O tratamento oportuno da sepse limita a possibilidade de que se desenvolve sequelas cognitivas adversas. Como a EAS não se correlaciona com uma infecção direta do SNC, o tratamento deve dirigir-se até a fonte mais provável de infecção periférica ou sistemática. Na ausência de uma fonte manifestada de infecção ou de um organismo causante identificado, deve-se administrar antibióticos de amplo espectro depois que já tenha tomado os cultivos apropriados.

Uma vez identificada uma síndrome infecciosa ou um organismo responsável, a terapia antibiótica pode ser limitada de acordo com os padrões de resistência e as diretrizes antibióticas locais. Também deve-se ter cuidado ao considerar causas virais comuns de EAS (como vírus respiratórios), pois existem opções terapêuticas potenciais disponíveis para influenza (por exemplo, antivirais) e COVID-19 (por exemplo, antivirais, imunomoduladores e outros).

O tratamento de suporte também é crucial para prevenir maiores danos neurológicos, particularmente abordando fisiologia anormal, comorbidades, nutrição e eletrólitos.

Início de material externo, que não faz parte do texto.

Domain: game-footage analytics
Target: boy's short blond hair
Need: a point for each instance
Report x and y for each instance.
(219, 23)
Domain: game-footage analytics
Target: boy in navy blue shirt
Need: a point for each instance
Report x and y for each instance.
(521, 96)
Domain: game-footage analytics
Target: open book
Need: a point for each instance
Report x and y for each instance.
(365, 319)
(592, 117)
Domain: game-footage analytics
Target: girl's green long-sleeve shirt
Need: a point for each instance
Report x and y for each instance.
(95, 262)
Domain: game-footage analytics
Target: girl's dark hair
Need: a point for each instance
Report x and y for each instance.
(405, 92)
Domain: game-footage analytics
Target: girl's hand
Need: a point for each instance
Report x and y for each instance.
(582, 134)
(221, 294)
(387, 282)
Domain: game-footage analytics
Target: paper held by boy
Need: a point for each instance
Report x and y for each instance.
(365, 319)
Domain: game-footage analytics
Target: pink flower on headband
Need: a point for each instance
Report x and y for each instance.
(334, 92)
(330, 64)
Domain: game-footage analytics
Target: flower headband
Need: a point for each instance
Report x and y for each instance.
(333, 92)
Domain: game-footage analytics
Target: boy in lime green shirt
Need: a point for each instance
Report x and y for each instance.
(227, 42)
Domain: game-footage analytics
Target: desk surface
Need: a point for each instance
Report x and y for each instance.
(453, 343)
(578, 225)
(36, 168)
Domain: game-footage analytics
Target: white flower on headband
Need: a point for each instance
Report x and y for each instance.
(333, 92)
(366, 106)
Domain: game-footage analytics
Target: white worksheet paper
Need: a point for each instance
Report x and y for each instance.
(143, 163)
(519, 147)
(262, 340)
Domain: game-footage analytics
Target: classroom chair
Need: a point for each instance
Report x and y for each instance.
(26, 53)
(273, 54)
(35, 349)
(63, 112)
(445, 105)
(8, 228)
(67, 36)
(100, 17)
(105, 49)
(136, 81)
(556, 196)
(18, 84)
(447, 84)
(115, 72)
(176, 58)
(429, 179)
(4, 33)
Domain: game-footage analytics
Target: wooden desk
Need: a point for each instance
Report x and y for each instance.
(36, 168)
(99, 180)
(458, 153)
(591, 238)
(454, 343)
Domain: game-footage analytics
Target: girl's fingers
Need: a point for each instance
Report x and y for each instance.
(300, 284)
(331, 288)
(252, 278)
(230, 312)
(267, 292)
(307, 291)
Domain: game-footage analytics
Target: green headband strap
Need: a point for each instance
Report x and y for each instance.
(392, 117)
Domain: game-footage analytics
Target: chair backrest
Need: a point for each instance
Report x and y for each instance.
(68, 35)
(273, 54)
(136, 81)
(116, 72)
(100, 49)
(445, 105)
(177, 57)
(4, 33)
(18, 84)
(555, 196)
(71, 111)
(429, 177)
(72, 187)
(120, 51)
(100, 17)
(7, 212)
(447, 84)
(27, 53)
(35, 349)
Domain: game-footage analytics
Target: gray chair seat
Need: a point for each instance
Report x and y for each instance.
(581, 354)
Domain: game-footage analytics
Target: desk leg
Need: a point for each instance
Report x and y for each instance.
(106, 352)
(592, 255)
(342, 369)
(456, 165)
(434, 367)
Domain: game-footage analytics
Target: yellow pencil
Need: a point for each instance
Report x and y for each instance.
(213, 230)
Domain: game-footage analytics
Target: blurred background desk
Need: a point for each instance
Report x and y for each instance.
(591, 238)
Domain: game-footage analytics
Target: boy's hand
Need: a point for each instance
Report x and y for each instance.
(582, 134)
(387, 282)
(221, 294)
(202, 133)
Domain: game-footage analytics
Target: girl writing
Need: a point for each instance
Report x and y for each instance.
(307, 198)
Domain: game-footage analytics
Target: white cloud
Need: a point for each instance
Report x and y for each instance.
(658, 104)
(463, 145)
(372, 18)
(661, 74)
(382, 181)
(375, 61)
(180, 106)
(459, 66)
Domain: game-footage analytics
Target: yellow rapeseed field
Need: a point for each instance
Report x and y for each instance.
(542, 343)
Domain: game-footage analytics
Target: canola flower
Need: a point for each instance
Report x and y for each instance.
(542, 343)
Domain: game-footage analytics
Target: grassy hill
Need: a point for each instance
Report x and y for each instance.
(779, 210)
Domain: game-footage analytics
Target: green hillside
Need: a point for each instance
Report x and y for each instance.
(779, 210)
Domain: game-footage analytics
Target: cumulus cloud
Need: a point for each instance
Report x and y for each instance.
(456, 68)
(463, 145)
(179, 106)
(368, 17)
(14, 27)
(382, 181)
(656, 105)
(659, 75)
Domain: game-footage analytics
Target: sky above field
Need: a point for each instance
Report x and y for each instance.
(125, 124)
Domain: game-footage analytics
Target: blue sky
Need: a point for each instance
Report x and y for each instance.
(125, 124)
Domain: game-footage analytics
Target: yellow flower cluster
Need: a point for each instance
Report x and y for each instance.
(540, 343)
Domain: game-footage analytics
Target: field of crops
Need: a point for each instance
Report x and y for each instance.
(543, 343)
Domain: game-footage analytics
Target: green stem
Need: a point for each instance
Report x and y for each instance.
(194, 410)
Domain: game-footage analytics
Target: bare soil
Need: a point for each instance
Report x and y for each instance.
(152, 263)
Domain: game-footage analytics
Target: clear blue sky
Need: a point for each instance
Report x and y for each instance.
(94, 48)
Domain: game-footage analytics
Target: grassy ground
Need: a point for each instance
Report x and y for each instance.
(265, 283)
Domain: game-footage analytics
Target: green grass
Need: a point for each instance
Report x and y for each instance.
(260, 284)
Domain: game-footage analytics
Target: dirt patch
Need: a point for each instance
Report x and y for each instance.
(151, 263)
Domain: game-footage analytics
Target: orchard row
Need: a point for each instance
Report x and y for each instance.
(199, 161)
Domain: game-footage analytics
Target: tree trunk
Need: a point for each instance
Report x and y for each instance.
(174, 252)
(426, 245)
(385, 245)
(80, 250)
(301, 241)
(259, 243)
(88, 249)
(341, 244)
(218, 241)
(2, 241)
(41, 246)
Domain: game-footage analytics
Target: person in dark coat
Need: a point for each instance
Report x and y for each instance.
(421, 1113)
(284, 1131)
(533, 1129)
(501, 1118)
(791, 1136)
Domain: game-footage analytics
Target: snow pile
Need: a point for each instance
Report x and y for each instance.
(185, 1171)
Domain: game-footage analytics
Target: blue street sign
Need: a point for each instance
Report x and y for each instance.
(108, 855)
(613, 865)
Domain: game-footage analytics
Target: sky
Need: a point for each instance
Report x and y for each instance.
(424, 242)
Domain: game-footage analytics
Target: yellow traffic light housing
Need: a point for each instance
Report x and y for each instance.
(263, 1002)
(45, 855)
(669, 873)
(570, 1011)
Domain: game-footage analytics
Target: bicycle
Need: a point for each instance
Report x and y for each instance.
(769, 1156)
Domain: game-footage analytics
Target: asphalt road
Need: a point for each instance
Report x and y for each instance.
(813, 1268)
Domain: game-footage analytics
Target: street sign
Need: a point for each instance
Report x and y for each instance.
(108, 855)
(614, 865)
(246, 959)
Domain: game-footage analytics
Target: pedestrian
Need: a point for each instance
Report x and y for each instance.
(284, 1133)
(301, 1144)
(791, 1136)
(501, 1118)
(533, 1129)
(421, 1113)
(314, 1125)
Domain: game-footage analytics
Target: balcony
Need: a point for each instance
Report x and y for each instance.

Apesar dos numerosos ensaios de intervenções farmacológicas, nenhuma opção de tratamento eficaz foi identificada para o tratamento da EAS. Além disso, alguns medicamentos comumente usados ​​(como psicotrópicos, benzodiazepínicos e opioides) podem ser fatores de risco independentes no desenvolvimento/manutenção do delirium e devem ser descontinuados sempre que possível.

Prognóstico

A relação entre EAS e o deterioro cognitivo a longo prazo não está clara. No entanto, há dados que sugerem que as infecções importantes (as que causam hospitalização) se associam com um deterioro cognitivo significativo posterior. De maneira similar, tem sido informado que os eventos inflamatórios sistêmicos, a maioria dos quais foram secundários a infecções, aceleram a progressão naqueles com um diagnóstico estabelecido.

Conclusão

A EAS é uma afecção heterogênea devido a variabilidade dos patógenos culpáveis, a fisiopatologia e o tratamento. Segue sendo uma complicação aguda e frequente da sepse com sequelas crônicas em alguns, destacando que o cérebro é um órgão que pode ser profundamente afetado durante os episódios de infecção.